Brazil’s idyllic Noronha islands gradually reopening to tourism
By Waldheim Garcia Montoya
Fernando de Noronha, Brazil, Dec 7 (efe-epa).- The idyllic Fernando de Noronha archipelago, registered as a “Covid-free” territory during the peak of the coronavirus pandemic in Brazil, is once again gradually opening its doors to tourism, its main income source, albeit under strict health protocols.
Located in the mid-Atlantic Ocean and an hour by air from Recife, the capital of Brazil’s Pernambuco state, which administers the island grouping, economic activity on Noronha is almost exclusively tourism-related since fishing is not permitted in the vicinity because it’s a protected marine preserve.
The island paradise is also the Brazilian territory farthest from the mainland and in 2001 UNESCO declared it to be a World Heritage Site thanks to the unique biodiversity of the islands where certain endemic species live, including Noronha skinks.
To protect the 21-island group’s 3,000 residents, Pernambuco authorities in April made the difficult decision to cut off both air and water access to the zone, allowing only resupply of food, fuel and medicines and the transportation of people with health emergencies to the mainland.
The regional administration said that without adequate hospital infrastructure in the archipelago, a collapse of the health care system due to the pandemic would be “fatal” and thus the islands have remained “isolated” for almost seven months.
Tourism and fishing guide Lucas Antonio told EFE that the situation “wasn’t easy” during the months in which the islands’ residents remained dependent on government economic aid “but there was always an awareness of the risk, because Noronha was not going to be able to handle serious cases of the disease.”
In September, the archipelago once again began allowing in tourists who had recovered from Covid-19 who had tested positive more than 15 days earlier, the quarantine period recommended by international health authorities, but were now testing negative.
A month later, on Oct. 10, the rule was made more flexible and, besides recovered patients, the islands’ began welcoming tourists who had tested negative 24 hours before traveling to Noronha.
That situation was expected to result in an increase in cases, but the protocols set up within the archipelago have allowed local authorities to control the spread of the virus there, despite the presence of newly infected people.
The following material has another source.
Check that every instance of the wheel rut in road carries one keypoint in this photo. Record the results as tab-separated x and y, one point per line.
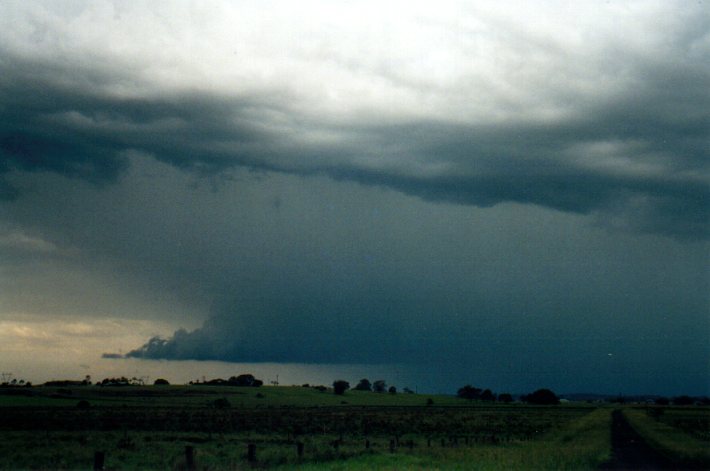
630	451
“This opening occurred only because of the extremely responsible and serious (actions) of the Pernambuco government, with actions based on science,” said Guilherme Rocha, the archipelago’s administrator, who said that there had been no “community spread” in the islands since May, meaning that the source of all new infections is clearly known.
Besides the obligatory Covid-19 test for people wanting to come to Noronha from outside, local authorities are registering health data for any visitors, who must install an app on their mobile phones that will allow their movements to be traced to create a map of the circulation of the virus if new cases appear.
Upon leaving the islands and at local authorities’ cost, tourists are once again given a PCR test, the result of which is provided to the patients if it comes back positive and, from there, local authorities can trace the movements of that person to determine which local residents he/she came in contact with.
On Dec. 4, according to official figures, Fernando de Noronha reported eight new Covid-19 cases, bringing the total number of confirmed cases since March to 261, of which 206 patients have recovered and 55 are in quarantine without having been hospitalized.
According to local authorities’ statistics, no Covid deaths have occurred among island residents, although 195 people – including residents and workers living on the islands – have become infected while the other 66 cases were tourists.
Among all of those who became sick, only one 43-year-old patient had to be hospitalized and was taken to a Recife hospital, where he recovered.
Despite the strict controls, the archipelago has had to deal with attempted fraud involving the clinical tests for tourists coming from continental Brazil, where more than 6.5 million cases have been confirmed and almost 176,000 people have died from Covid-19.
Four tourists from the central state of Tocantins who arrived on a private aircraft were arrested in late October after they presented false obligatory test results and refused to take another test offered by local health authorities.